Weighted Randomness using PHP and MySQL

So when making my Fake Name Generator, I ran into the problem of how to select a random record, but still have it weighted so some records show up more often than others.

My first step was to prepare the database. My table looked something like this:

Rank (1 = most common, 2 = second most common…) Name Percentage (For example, 1.006% of the sample had the last name Smith, so this column would equal 1.006) Cumulative Percentage (This record’s percentage and the percentage of all of the higher ranking records added together)

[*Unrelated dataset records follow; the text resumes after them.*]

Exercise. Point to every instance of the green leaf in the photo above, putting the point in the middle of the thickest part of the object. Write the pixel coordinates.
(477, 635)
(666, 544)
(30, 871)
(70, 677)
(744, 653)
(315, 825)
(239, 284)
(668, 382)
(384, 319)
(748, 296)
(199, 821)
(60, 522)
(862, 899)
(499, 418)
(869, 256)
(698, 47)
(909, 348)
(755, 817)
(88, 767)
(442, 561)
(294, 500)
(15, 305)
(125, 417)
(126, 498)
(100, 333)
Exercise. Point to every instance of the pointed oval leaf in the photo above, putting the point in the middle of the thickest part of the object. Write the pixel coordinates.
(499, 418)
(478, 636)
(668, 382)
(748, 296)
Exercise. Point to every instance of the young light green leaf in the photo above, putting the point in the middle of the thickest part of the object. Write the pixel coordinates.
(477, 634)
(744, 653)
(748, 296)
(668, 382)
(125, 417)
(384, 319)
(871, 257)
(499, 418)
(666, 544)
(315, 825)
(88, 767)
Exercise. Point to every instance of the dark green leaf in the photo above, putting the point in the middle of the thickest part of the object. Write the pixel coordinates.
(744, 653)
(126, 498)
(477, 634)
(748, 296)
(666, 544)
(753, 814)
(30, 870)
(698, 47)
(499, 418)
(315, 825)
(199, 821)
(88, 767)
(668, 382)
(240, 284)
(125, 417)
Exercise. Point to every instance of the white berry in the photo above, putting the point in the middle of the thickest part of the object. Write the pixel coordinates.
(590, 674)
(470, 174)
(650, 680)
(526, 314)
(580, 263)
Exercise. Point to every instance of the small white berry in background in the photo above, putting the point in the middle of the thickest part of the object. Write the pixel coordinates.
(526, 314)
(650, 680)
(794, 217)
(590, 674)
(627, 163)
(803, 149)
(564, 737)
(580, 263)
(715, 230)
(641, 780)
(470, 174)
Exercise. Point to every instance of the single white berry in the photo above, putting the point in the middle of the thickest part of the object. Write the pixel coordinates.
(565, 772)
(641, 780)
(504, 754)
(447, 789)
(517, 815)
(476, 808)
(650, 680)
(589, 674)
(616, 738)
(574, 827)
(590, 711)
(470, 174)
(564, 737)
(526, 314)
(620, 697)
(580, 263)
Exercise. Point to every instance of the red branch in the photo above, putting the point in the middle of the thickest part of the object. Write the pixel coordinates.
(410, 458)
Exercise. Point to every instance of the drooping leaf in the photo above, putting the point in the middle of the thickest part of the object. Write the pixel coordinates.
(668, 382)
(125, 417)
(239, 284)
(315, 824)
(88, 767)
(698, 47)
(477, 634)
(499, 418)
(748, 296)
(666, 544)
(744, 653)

So the goal was to have a query that would somehow randomly select a record and weight it according to the percentage column.

So the next step was to search Google. The results sucked. Horribly. The most common example involved using ORDER BY rand()*(1/PercentageColumn) LIMIT 1. Yeah, that works, but not well. Essentially this requires your DBMS to sort the entire table every time you want ONE row. For a small table of a few thousand records, that’s fine. But my table has 88,799 records. Sorting 88,799 records takes a second or two, which is unacceptable when you have to perform this query at least 4 times to get a single full fake name.

The second most common example involved duplicate records. First you’d need whole numbers, so you’d multiply the percentage column by 1,000. Then you’d duplicate records based on the percentage. For example, Loomis, which occurs .002%, would then have the percentage column equal 2, and so you’d need 2 records in your table to represent Loomis. Again, this works with small tables, but that would require my table to have 866,620 records. So what’d I do? I went to my dad of course. :o)

My dad is an expert at everything database. Seriously. He is a genius (MCSE = Marty Can Solve Everything). And he had a GENIUS idea.

Here is what we did (using 1990 US Census data):

Added start and finish columns. We’ll talk about these later.
Some names had a percentage of 0.000 because they are extremely uncommon. We took those names and changed the percentage to 0.0001.
Updated each percentage column so percentage = percentage * 10,000.
Ran a script (using PHP) to get a sum of the finish column for all records in the table.
Set the start column of current record so start = sum(finish) + 1.
Set the finish column of current record so finish = sum(finish) + percentage.
Repeat for each record.

So the first record is Smith, which has a percentage of 10060. We do a sum on finish for the table, and get 0. So start = 0 + 1, or in other words, start = 1. Finish = 0 + 10060, or in other words, finish = 10060.

Second record is Johnson, which has a percentage of 8100. We do a sum on finish for the table, and get 10060. So start = 10060 + 1, or 10061. Finish = 10060 + 8100, or 18160.

What good does this do, you ask? Easy: We select max(finish) from the table. We then use PHP to generate a random number from 1 to max(finish). Suppose the number is 15684. We then do a select statement that does WHERE start <= 15684 AND finish >= 15684. The only row that should satisfy that query is Johnson.

It takes a bit to setup, but once its there it is incredibly easy to use, and the query are simple enough that there is little impact on your server.

Just thought this might help another person struggling with the limitations of MySQL’s rand().